The St. Regis bar.
Last Wednesday, SFist introduced us to what the St. Regis Hotel (otherwise known as Willie Brown's house) is calling "the world's greatest martini." It had beter be—not just because this is the town that gave the world Vitamin V—but mostly because it costs $125. For one.
Sadly, in their haste to share the news of the $125 cocktail with the world, our colleagues didn't actually try one. So—obviously—we knew what we had to do: Go drink one and report back. You know, for journalism. In a city with $4 toast and $42 half a roast chicken, is 125 bucks for a single martini the new normal? Or was this all just a gimmick?
We left our office early, and headed down to SOMA, to speak with Matthew Reina, the beverage manager of Ame restaurant, the Michelin star establishment connected to hotel, who proved to be a font of wisdom about the $125 martini. (Full disclosure: They compped us.)
Alright, we told him, give us your best pitch. “Many of the city's most successful startups have begun with people convening right here,” said Reina. “We see a lot of business travelers and we cater to clientele from various tech companies.” It's no surprise that the eight year old restaurant is selling the $125 martini—everything at the St. Regis, from the presidential suite to Brown's residence—is pricy.

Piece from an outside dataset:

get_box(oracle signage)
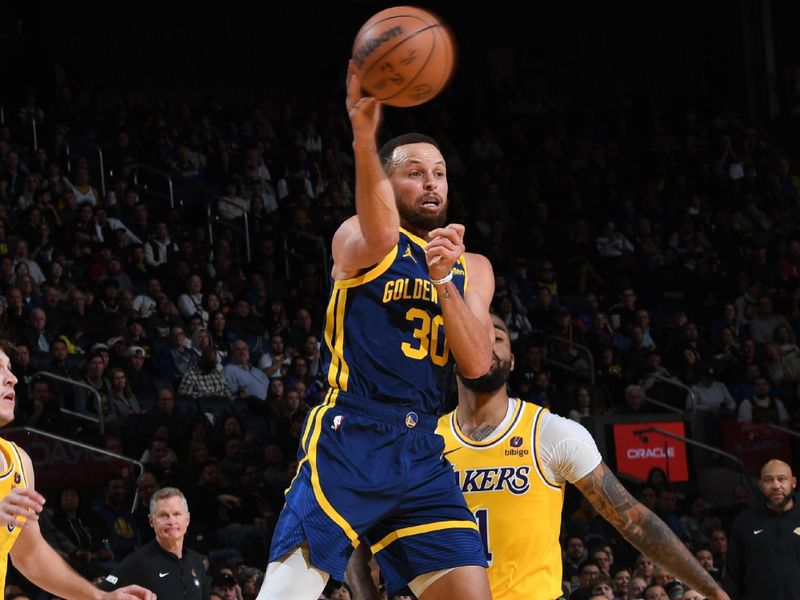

We meet him around four o'clock on a work day. Reina shows up dressed in a snazzy black suit handsomely matching his swanky clientele with a sweet punch of tangerine and pearl stripped on his modern, cavendish knot tie. I have on a worn-out green trenchcoat.
Reina introduces me to the bartender, Eric Lauer, who will be performing the mixology. Lauer goes to work stirring into ice—not shaking—two and half ounces of Nolet’s Reserve Dry Gin (the bottle goes for $500 to $700 online). Reina says it has been distilled in Holland for centuries and carries a prestige as one of the oldest and original distilleries of gin. Lauer mixes the liquor with a Japanese steel yarai for forty seconds in a crystal-cut beaker shaped glass. Then, exactly two quick dashes of orange bitters and a half ounce of dry Spanish Perucchi vermouth ($15 online), stirs it even more gingerly and then pours it into a high stemmed martini glass and colors it with a lemon twist.
This is as good a time to admit it as ever. I've never actually had a gin martini before.
The first sip smooth, cool, and dry—but the botanical spices give it a hint of bitterness that makes the alcohol feel invigorating. “It’s kinda like walking through a green house,” said Reina. I smile, in agreement. I have no idea what he's talking about. “It’s a light floral, delicate style gin,” he adds. To me, it tastes like pine sol and lemonade.
Reina instructs me to drink the martini with confidence and breathe out immediately after swallowing, allowing the liquid to kick-start my olfactory system. I begin to taste the tang synthesized from the orange bitters, floral infused gin, and subtle lemon peel zest. I am thoroughly pleased and stimulated by the cocktail as it flushes my body warm. Also, I am getting drunk.
I ask Reina to provide me with a couple sample, less expensive gins. You know, for journalism. Reina prepared about an ounce of Nolet’s slightly less than exquisite Silver Dry Gin as well as Tanqueray, into two individual shot glasses. I take a drink of water, wait a minute and then try Nolet’s silver first. Sweet notes of a Turkish rose that is supposed to evince peach and raspberry. Honestly, it tastes just as good as the other primo stuff. Then Tanquaray, which, dear reader, is certainly less palpable than Nolet’s Reserve Dry Gin yet ginny none-the-less.
So is the $125 martini just a marketing ploy used to tantalize the dollars out of the rich? Of course it is.
And it's working. Reina says that a guest had just ordered the martini before I showed up. In fact, he puts in order’s for more Nolet’s Reserve Dry Gin every week.
I left the glitzy bar rather stunned by the whole display and slightly intoxicated. However, the bustle of the city was quickly sobering. I went in search of a public bathroom and found nothing. I had to convince a Starbuck’s employee to open their security locked bathroom in a dance of desperation. She said she was sorry—homeless try to take advantage of cafe’s accommodations. Apparently, I look trustworthy.